Figura 1. Números da vacinação ao redor do mundo. Kerkhove apresenta a situação atual da imunização, dividida por região e metas percentuais.

Futuro da pandemia

Pensando no futuro, a OMS trabalha com alguns cenários. O mais provável é que novas variantes com diferentes graus de risco continuem surgindo, com impactos cada vez menores devido à vacinação, mas ainda capazes de gerar surtos localizados e afetar especialmente grupos vulneráveis e não vacinados. Uma situação pior aconteceria se essas variantes escapassem significativamente a cobertura das vacinas atuais, o que demandaria atualizações mais frequentes e mais doses de reforço. Sendo otimista, podemos esperar também um futuro em que as novas cepas são cada vez mais fracas e não demandem tanto reforço. “Trabalhamos também com um cenário de recomeço, onde surge um novo vírus completamente novo que nos jogue de volta a 2020, por isso precisaremos estar sempre preparados”, disse Kerkhove.
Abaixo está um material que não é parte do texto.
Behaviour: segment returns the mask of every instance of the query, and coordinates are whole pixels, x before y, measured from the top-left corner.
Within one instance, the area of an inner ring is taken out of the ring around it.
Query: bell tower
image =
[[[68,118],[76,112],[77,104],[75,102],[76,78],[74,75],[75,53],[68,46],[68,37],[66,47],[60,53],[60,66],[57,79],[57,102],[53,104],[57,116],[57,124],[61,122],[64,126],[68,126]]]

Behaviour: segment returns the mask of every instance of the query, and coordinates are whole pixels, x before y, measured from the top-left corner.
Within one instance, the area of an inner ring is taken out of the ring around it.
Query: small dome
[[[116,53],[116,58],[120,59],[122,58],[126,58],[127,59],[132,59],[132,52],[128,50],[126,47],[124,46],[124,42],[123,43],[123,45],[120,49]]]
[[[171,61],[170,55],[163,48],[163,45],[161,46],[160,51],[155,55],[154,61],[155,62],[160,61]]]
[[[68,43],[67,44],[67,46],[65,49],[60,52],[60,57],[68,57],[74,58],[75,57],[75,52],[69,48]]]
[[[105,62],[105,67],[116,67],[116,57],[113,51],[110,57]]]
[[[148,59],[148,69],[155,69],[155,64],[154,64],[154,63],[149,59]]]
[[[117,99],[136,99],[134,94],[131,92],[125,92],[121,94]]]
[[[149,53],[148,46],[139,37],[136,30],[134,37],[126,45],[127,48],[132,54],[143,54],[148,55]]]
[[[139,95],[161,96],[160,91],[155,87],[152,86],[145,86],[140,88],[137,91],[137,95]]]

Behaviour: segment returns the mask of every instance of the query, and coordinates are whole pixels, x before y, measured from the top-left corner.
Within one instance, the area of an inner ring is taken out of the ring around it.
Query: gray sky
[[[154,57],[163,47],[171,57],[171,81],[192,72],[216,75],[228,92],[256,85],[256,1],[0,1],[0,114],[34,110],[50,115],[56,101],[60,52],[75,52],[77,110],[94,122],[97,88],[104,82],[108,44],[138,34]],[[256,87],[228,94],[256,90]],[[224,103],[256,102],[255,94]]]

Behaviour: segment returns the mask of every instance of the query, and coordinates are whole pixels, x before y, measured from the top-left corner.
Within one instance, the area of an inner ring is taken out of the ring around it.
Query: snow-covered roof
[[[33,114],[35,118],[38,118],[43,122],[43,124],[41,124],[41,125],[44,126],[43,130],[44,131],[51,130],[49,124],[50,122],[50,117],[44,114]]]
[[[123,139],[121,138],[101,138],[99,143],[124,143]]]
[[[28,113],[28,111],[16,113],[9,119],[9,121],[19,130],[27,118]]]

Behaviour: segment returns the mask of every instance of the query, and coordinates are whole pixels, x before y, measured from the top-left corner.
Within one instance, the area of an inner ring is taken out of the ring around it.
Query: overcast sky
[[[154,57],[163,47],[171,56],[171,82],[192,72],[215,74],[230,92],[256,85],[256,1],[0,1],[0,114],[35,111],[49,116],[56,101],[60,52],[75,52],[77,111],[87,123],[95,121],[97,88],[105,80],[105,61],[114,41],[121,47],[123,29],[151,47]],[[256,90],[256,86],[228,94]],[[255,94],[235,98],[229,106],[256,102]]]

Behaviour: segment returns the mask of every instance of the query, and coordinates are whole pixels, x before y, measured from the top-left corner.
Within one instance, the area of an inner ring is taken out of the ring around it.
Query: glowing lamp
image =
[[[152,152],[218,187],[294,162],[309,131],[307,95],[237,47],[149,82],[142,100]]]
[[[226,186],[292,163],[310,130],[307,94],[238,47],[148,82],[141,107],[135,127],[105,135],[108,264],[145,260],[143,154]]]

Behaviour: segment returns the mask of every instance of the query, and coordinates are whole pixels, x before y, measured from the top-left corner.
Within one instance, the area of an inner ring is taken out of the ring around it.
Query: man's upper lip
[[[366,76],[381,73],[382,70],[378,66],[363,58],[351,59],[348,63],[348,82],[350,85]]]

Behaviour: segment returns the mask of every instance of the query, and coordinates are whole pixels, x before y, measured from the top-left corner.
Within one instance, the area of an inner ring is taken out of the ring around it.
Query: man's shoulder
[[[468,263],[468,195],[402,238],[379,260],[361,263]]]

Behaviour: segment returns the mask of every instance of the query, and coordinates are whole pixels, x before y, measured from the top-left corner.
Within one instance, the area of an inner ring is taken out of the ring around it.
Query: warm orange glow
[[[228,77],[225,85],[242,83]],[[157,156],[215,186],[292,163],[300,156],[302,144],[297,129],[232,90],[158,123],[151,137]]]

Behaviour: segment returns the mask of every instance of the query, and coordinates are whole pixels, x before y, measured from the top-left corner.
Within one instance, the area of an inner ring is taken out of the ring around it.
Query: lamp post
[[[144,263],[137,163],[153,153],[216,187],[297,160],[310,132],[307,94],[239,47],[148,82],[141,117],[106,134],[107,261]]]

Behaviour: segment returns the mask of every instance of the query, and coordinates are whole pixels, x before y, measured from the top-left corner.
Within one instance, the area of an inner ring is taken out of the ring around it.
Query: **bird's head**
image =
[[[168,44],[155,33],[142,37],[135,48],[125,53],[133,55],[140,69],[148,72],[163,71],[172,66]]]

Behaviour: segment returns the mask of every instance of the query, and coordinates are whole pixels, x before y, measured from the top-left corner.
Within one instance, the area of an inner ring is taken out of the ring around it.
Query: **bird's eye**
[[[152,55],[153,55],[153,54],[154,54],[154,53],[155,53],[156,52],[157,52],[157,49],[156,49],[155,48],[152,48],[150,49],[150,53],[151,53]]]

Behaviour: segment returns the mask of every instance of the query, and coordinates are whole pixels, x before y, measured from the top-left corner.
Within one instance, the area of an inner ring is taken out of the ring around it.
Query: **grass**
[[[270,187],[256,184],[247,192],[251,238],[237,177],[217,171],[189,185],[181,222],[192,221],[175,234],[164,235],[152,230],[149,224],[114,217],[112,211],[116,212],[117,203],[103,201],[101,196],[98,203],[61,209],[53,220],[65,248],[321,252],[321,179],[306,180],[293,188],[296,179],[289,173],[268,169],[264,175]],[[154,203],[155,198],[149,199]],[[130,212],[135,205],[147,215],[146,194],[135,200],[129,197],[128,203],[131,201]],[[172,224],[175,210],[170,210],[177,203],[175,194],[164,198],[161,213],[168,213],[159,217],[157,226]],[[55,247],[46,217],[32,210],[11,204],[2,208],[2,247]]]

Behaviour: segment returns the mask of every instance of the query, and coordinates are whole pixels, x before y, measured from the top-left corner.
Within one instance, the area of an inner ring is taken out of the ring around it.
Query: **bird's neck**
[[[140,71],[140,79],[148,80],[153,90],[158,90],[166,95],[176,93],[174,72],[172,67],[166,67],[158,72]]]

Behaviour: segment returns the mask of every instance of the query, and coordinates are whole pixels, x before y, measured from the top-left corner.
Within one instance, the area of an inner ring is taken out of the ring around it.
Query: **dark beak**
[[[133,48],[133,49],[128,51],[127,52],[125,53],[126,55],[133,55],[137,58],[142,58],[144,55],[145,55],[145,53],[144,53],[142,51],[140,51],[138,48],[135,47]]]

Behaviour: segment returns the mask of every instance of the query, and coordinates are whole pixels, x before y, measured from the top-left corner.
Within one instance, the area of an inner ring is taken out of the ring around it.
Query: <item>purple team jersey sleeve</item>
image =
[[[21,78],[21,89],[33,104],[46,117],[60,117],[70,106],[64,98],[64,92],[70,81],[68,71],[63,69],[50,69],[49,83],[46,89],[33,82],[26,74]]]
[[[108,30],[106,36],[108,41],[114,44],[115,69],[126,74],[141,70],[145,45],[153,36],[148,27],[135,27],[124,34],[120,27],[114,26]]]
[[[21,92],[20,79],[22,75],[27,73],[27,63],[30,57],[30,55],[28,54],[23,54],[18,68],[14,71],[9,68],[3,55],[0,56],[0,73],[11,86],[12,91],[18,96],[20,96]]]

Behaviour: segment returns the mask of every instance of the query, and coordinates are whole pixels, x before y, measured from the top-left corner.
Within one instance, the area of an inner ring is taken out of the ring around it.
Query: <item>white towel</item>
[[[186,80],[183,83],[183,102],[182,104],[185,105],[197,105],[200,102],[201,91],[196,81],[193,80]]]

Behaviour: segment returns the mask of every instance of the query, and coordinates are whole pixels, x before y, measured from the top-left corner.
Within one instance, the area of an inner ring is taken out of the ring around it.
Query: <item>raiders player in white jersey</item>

Apesar das muitas críticas ao enfrentamento global da pandemia, a palestrante elogiou a solidariedade global entre cientistas, integrando dados, inteligência e equipes laboratoriais. “Quando me perguntam quantas pessoas estão na minha equipe, eu respondo ‘milhares!’, são tantos contatos internacionais, tantas pessoas disponíveis, que, de certa forma, nós da ciência estivemos todos no mesmo time”. Entretanto, a mesma colaboração não foi observada entre governos, e os níveis vacinais dos países mais pobres atestam isso. “Atualmente, apenas 54 dos 193 países existentes no mundo atingiram a meta da OMS de 70% da população vacinada”, apontou Kerkhove.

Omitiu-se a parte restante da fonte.